В XIV в. из-за усиливающихся тенденций разделения общества на фракции особую актуальность приобрели заповеди коммунального единства, вступавшие в противоречие с традициями консортерии и обычаями семейного права. Выше речь шла о том, что в XIII в. вендетта считалась скорее добродетелью, нежели пороком. Но ощущение того, что файда разорительна и несовместима с гражданским миром, идет вразрез с сентенцией об удовольствии, получаемом от мести, заметно уже в наставлениях Паоло да Чертальдо, предостерегавшего потомков: «Никогда не вступай в вендетты, ибо они опустошают душу, тело и имущество; если тебя оскорбят, то постарайся победить гордость и обратись к разуму» [61] . Кроме того, он видел трагические последствия невозможности выйти из бесконечно возобновляющихся циклов файды: «Вендеттой ты достигнешь того, что впадешь в грех перед Господом, мудрые люди будут порицать тебя, ты вызовешь еще большую ненависть от врага своего, потому что почти невозможно осуществить вендетту полностью, но лишь в большей или меньшей степени: если отомстишь больше положенного, обидишь врага своего и усугубишь его вражду, а люди скажут о том, что плохо поступать столь жестоко; если отплатишь меньше нанесенной тебе обиды, люди скажут: “Было бы лучше, если бы он даже и не пробовал, чем так опозориться”. Так что ты всегда старайся прощать, если хочешь выходить победителем» [62] . В этих случаях Паоло да Чертальдо исходил не только из позиций здравомыслящего горожанина, но следовал убеждениям популярных во Флоренции проповедников,
подобным сентенциям Джованни Доминичи: «Научи детей… не наносить обид другим, а нечаянно причинив их, немедленно просить прощения. Если же их обидят… пусть не стремятся мстить другим. Более всего пусть остерегаются вендетт… чтобы не стать рабами оружия, страха, времени и места» [63] . Донато Веллути повествовал о трех случаях вендетты в его семье. Самой длительной – с 1267 по 1295 г. – была кровная вражда со знатной семьей грандов Маннелли, которая завершилась серией убийств и последующим примирением в 1295 г. по настоянию коммунальных структур. От двух последующих вендетт та ветвь семьи, к которой принадлежал Донато Веллути, отказалась [64] . Донато одобрял своего отца за отказ от вендетты с семьей Бериньялли: «Хватит нам Господнего отмщения и Божьей кары, нельзя допускать вендетту, из-за которой прежде добрая и большая семья может оказаться лишенной имущества и персон» [65] . Джино ди Нери Каппони в своих предсмертных записках учил сыновей: «Никогда не затевайте никакой вендетты или большой вражды ни с гражданином, ни с соседним синьором, если это не необходимо для его обуздания» [66] . Учитывая, что все социальные и межпартийные противоречия во Флоренции тесно переплетались с враждой кланов, воспитание миролюбия и терпимости, связанных с отказом от вендетт и изживания файд, способствовало сплоченности городского населения.61
Da Certaldo P. Il libro di buoni costumi. 119. Р. 102–103.
62
Ibid.
63
Dominici. G. Regola. P. 174.
64
Velluti D. La cronica domestica. P. 63–69, 77–79, 128–129.
65
Ibid. P. 65, 70.
66
Capponi G. Ricordi // Miscellanea di studi offerta a Antonio Balduino e Bianca Bianchi. Presso di seminario di filologia moderna dell’ universita. Padova, 1962. P. 35.
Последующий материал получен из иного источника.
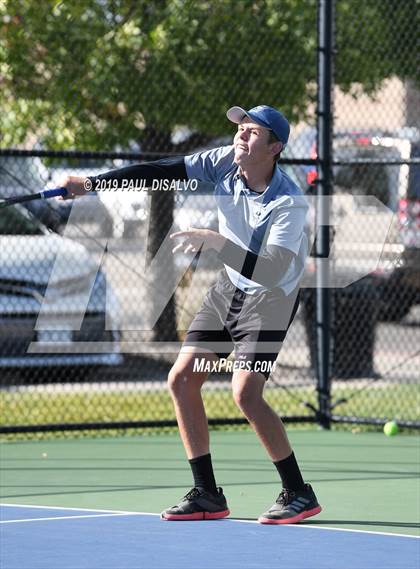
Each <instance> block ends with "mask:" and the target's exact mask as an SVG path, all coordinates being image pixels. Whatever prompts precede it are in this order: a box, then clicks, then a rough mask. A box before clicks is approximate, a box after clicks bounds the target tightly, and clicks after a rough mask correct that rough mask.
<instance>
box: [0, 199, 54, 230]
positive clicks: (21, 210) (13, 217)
mask: <svg viewBox="0 0 420 569" xmlns="http://www.w3.org/2000/svg"><path fill="white" fill-rule="evenodd" d="M44 234H45V231H43V227H42V225H41V224H40V223H39V222H38V221H37V220H36V219H34V218H32V217H31V216H30V215H29V214H28V213H27V212H26V211H25V210H23V209H21V208H19V207H18V206H10V207H6V208H4V209H2V210H0V235H44Z"/></svg>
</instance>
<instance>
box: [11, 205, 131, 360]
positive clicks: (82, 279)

Воспитание коммунальной идентичности не исчерпывалось только участием в управлении. Большое значение имел такой атрибут, как внушение потомкам их принадлежности к старинной городской фамилии. С этой целью начиная с XIV в. стремились отнести все далее вглубь времен дату, знаменующую начало истории рода внутри городских стен, поскольку в иерархии социального престижа «новые граждане» неизменно стояли ниже представителей старых городских родов. Новые фамилии со временем старались сконструировать собственные родословные, следуя стереотипной схеме мифологизации истоков рода и сроков его переселения в город. Процесс творения гражданской и коммунальной идентичности характеризовался также тенденцией к укоренению индивида, его семьи и рода в определенной части города, которая присваивалась и объявлялась «нашей» посредством строительства или скупки домов, сооружения церквей и капелл с семейными усыпальницами и гербами, фамильными наименованиями улиц, дорог, ворот, перекрестков.
Но вплоть до середины XV в., когда появились настроения политического абсентеизма, ухода от сферы государственной службы в область гармоничных семейных отношений или интеллектуальных занятий, главным показателем общественного статуса, как явствует из тех же семейных книг, являлась публичная жизнь, сводимая к участию в делах коммуны, к исполнению обязанностей на государственных постах. Постулируемый богатым купцом и банкиром Джованни Ручеллаи принцип отказа от коммунальной деятельности, имел весьма существенную оговорку: «Не советую вам, Пандольфо и Бернардо, искать и желать государственных должностей. Никакое другое дело не ценится ниже и не дает меньшей чести, чем служба коммуне. Я не говорю, что буду недоволен, если ваши имена попадут в сумки и вы будете отмечены, как другие достойные горожане. Но это нужно лишь для того, чтобы правительство не относилось к вам с презрением и чтобы вас ценили и уважали сограждане. Любой другой путь, любой другой вид деятельности – лучше, чем служба государству» [67] . Даже при полном отрицании участия в управлении Ручеллаи настаивает на необходимости признания уважения в обществе, главным доказательством которого остается в его глазах наличие имени в избирательных списках.
67
Rucellai G. Il Zibaldone // Giovanni Rucellai ed il suo Zibaldone / А cura di A. Perosa. L., 1960. P. 343. Подобные настроения высказывали современники автора, в частности Леон Баттиста Альберти. Вышеприведенный фрагмент касается той части труда Ручеллаи, которая была написана под сильным влиянием трактата Маттео Пальмиери «О гражданской жизни». См: Краснова И. А. Ручеллаи // Культура Возрождения. Энциклопедия. М., 2011. Т. 2. Кн. 2. С. 98–99.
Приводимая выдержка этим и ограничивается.